Already, Cupertino supposedly suffers from a reputation in Hollywood as “conservative and picky.” Why? A desire to produce content with “broad appeal” that’s clean enough to stream in an Apple store.
And rumors indicate Cupertino remains deeply concerned about the depiction of technology in its shows. Apple apparently wants to avoid the dark tone of popular series like Netflix’s Black Mirror.
That begs the question: How would Apple have reacted to the benign menace of HAL 9000 in 2001: A Space Odyssey?
Apple’s big bet on family friendly TV
In some ways, Apple’s “It’s show time” event seemed designed to reassure creatives. It seemed more like a play to lure writers and directors into the fold, rather than to get viewers stoked about the streaming service, which Apple plans to roll out this fall. (A more cynical take? Cupertino desperately wants to sell Wall Street on the moneymaking potential of Apple’s subscription services push.)
By differentiating its streaming video platform in this way, Apple is setting a high bar — and placing a big bet on family-friendly content. The company will face a potent opponent in that arena when The Walt Disney Company launches its Disney+ streaming service later this year. That service likely will seem like a slam dunk for parents, since it will include Disney’s stellar catalog of animated movies. And those classic films will sit alongside the super-popular Star Wars and Marvel movies, as well as content from National Geographic and Twentieth Century Fox.
But, as with Apple Music, Apple will benefit from its massive platform.

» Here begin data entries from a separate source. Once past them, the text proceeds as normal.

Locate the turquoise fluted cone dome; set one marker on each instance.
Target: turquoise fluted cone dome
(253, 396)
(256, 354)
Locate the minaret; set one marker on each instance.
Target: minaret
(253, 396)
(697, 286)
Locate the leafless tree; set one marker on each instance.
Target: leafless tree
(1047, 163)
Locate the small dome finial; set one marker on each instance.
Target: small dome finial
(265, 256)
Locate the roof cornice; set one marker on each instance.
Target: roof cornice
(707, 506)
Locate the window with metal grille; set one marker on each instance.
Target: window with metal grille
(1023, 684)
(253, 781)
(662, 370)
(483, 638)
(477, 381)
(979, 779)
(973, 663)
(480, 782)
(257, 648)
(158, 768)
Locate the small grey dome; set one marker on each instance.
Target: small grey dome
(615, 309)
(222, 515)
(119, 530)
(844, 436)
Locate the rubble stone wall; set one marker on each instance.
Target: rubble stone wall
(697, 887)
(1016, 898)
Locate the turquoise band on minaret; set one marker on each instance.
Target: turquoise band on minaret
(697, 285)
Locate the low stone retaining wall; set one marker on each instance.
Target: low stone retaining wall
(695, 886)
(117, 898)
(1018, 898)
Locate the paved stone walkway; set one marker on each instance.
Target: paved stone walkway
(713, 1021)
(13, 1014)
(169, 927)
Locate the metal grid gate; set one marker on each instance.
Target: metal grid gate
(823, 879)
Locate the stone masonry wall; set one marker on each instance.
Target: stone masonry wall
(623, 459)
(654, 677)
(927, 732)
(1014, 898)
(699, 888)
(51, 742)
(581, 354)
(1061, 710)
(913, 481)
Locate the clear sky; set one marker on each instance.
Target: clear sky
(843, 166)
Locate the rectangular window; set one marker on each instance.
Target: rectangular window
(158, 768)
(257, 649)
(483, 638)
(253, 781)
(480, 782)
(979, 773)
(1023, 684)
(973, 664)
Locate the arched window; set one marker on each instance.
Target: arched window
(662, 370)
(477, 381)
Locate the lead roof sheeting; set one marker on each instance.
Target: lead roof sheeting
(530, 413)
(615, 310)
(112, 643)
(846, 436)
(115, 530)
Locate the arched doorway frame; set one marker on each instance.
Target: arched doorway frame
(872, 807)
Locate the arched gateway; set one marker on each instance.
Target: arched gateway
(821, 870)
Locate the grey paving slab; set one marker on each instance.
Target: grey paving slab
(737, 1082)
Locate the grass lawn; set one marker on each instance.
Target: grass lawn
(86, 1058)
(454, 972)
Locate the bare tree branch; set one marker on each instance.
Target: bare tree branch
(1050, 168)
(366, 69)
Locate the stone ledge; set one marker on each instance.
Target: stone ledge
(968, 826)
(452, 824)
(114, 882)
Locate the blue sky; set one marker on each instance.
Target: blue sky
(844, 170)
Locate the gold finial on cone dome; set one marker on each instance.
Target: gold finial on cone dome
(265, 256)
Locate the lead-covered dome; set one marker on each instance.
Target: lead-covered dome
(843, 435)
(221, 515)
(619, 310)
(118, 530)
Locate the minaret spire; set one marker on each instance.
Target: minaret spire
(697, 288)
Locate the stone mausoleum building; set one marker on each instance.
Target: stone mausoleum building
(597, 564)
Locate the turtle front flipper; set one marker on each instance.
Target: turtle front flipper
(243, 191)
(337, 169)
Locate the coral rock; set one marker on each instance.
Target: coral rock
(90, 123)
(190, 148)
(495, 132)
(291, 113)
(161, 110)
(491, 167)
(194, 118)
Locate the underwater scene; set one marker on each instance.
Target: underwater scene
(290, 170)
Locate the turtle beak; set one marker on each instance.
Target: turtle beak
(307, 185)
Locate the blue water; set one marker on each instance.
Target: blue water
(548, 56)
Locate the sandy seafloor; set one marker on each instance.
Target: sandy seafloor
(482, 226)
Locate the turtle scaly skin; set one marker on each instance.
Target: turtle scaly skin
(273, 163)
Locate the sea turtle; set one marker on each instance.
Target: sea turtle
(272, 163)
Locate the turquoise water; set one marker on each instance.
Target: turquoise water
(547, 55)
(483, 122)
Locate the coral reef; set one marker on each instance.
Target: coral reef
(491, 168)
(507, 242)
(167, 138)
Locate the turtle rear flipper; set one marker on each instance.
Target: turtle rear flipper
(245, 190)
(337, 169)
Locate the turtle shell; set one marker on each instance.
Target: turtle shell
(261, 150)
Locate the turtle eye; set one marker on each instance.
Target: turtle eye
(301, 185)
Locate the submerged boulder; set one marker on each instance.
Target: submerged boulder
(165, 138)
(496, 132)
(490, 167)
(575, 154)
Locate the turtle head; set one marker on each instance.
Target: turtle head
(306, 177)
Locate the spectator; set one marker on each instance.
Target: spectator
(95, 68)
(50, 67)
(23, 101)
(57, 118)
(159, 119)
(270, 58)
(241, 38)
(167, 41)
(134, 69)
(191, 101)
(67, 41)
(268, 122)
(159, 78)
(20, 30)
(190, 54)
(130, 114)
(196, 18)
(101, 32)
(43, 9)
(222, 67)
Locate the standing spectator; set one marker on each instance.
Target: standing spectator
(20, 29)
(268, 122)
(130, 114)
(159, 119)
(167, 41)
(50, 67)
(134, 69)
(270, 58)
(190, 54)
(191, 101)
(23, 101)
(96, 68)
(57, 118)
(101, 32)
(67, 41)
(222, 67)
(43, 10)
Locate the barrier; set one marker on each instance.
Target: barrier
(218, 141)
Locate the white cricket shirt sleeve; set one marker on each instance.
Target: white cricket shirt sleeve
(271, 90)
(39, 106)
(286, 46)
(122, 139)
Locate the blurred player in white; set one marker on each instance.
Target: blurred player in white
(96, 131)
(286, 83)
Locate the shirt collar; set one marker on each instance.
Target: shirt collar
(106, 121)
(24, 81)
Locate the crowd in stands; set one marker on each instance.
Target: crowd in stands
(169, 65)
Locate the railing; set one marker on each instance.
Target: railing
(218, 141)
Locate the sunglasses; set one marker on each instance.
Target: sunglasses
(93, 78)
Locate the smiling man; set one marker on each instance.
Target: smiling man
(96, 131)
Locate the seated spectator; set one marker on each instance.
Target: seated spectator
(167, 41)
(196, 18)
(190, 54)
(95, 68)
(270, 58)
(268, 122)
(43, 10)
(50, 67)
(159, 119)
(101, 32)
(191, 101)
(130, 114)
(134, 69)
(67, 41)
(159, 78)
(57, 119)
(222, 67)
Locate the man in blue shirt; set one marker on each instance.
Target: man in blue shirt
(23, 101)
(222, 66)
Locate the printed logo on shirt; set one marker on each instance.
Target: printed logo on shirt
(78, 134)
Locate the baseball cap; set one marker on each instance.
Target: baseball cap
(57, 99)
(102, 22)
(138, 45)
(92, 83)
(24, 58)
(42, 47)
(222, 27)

As Winfrey pointed out, every iPhone user will have Apple TV+ right at their fingertips.
In the end, it will come down to the strength of the stories crafted by Apple’s lineup of “the world’s most creative storytellers.”
If Apple can pull a Pixar — delivering fresh, creative tales that make us laugh, make us cry, and let families do those things together, without fear of hearing a dirty word or seeing a mobster get his teeth bashed out — Tim Cook could make his own dent in the universe.